Simulations suggest that heat from an infant Earth, the sun and the moon could have vaporized the moon’s metals into a thick atmosphere, Lisa Grossman reported in “Metallic air may have swaddled moon” (SN: 8/5/17, p. 7). One way to test the idea would be to look for a ring of extra sodium in rocks around the moon’s twilight zone, where sodium snow would have accumulated. This zone exists between the moon’s light and dark sides, which result from one side always facing Earth — a circumstance known as tidal locking.
Online reader Idhbk wondered if the early molten moon would have had a consistent face to show Earth at all. “I’m having trouble conceptualizing a ball of liquid being tidally locked,” the reader wrote. And if the surface was changing, would the sodium band be in the twilight zone where scientists expect?

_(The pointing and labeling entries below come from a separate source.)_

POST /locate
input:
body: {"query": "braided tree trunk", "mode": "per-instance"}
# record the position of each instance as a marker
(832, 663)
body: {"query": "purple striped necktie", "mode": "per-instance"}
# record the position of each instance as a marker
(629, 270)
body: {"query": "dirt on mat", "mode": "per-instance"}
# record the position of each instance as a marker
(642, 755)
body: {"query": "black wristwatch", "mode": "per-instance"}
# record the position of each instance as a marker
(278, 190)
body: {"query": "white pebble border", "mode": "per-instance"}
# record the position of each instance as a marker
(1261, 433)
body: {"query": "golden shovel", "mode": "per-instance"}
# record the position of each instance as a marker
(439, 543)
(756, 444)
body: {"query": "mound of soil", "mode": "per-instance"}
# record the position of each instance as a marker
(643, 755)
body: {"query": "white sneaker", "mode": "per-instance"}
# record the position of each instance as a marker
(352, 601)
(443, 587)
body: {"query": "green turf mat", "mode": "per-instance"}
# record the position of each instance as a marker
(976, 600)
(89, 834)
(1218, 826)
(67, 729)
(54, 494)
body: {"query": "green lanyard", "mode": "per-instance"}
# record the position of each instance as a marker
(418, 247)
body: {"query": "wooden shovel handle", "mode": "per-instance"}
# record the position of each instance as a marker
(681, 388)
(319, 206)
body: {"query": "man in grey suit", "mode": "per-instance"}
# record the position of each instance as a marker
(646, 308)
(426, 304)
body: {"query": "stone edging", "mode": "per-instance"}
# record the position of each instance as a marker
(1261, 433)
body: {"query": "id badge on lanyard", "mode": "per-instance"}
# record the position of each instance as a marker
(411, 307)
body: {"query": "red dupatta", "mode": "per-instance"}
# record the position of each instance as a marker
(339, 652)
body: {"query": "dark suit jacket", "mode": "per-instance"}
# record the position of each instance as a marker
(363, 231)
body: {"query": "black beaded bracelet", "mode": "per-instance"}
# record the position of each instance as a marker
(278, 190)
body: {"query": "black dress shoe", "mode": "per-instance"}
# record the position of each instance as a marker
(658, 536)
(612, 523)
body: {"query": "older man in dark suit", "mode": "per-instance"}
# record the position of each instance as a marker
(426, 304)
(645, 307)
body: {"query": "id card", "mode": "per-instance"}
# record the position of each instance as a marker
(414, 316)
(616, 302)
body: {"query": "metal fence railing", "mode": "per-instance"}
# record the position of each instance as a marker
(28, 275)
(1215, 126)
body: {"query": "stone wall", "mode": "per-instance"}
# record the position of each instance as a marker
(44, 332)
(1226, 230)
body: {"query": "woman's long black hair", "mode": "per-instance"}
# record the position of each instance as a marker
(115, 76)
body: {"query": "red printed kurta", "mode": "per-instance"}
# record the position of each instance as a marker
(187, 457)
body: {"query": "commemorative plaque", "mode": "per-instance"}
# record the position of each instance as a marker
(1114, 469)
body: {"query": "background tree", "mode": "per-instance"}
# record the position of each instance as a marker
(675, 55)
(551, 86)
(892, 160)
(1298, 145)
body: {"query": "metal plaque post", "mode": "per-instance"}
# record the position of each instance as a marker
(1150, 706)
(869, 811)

Yes, a ball of magma can be tidally locked, says Prabal Saxena of NASA’s Goddard Space Flight Center in Greenbelt, Md. “A liquid body would have no rigidity and would be very responsive to locking,” Saxena says. The early moon’s roiling magma wouldn’t necessarily move the sodium band, either — the twilight zone would be in the same spot and would get more sodium deposits than other regions, Grossman says. But that’s only if the moon never showed Earth another side of itself.
Online reader Stargene asked if the moon’s tidal locking could have shifted over billions of years, and if such a shift might affect the sodium band’s location.
There’s no definitive answer on how the moon’s tidal locking evolved, says Saxena, but there are some theories. If the side of the moon facing Earth shifted as the two drifted apart, that could affect where the band may be found. Excess sodium would still end up in the twilight zone, but not the twilight zone as we know it today, Grossman says.
Curious about Curiosity?
Since landing on Mars five years ago, Curiosity has revealed a lot about the Red Planet. But the NASA rover (pictured below) still has work to do. Read about what Curiosity is up to now and watch a video highlighting its achievements.
Light-harvesting bacteria can provide oxygen to rats’ blood-starved hearts, Tina Hesman Saey reported in “Photosynthesis treats ailing hearts” (SN: 8/5/17, p. 8). Researchers performed surgeries in the dark and under light to measure the bacteria’s activity.
“How were the photosynthetic bacteria able to produce oxygen in the dark?” asked online reader Ivo Fernandes.
Bacteria did not produce oxygen in the dark, Saey says. Baseline oxygen levels around the heart increased during surgery in the dark because rats’ chest cavities were open to the air. Bacteria carried out photosynthesis only when bright lights were on, causing oxygen levels around the heart to shoot up.
Go the distance
A satellite sent entangled particles to two Chinese cities 1,200 kilometers apart, Emily Conover reported in “Quantum satellite sets distance record” (SN: 8/5/17, p. 14). The experiment brings scientists another step closer to developing a quantum internet, which would allow for ultrasecure communications.
Online reader Maia wondered how quantum communication would be ultrasecure.
“Quantum communication allows two people to share a secret string of random numbers by sending a series of entangled particles, with the surety that no one could have snooped on the random numbers,” Conover says. That’s because measuring entangled particles changes their properties. If anyone intercepts the particles, that action would leave telltale signs, and the pair would know their numbers had been compromised. “The string of numbers, in turn, serves as a secret code that can be used to encrypt further communications sent by normal means,” Conover says.
Patches studded with microneedles safely and effectively delivered flu shots to a small group of U.S. adults, Aimee Cunningham reported in “Patch could someday replace flu shot” (SN: 8/5/17, p. 8).
Online reader Mark S. wondered how long the patch had to stay on to work.
The patch was effective 20 minutes after being applied, Cunningham says.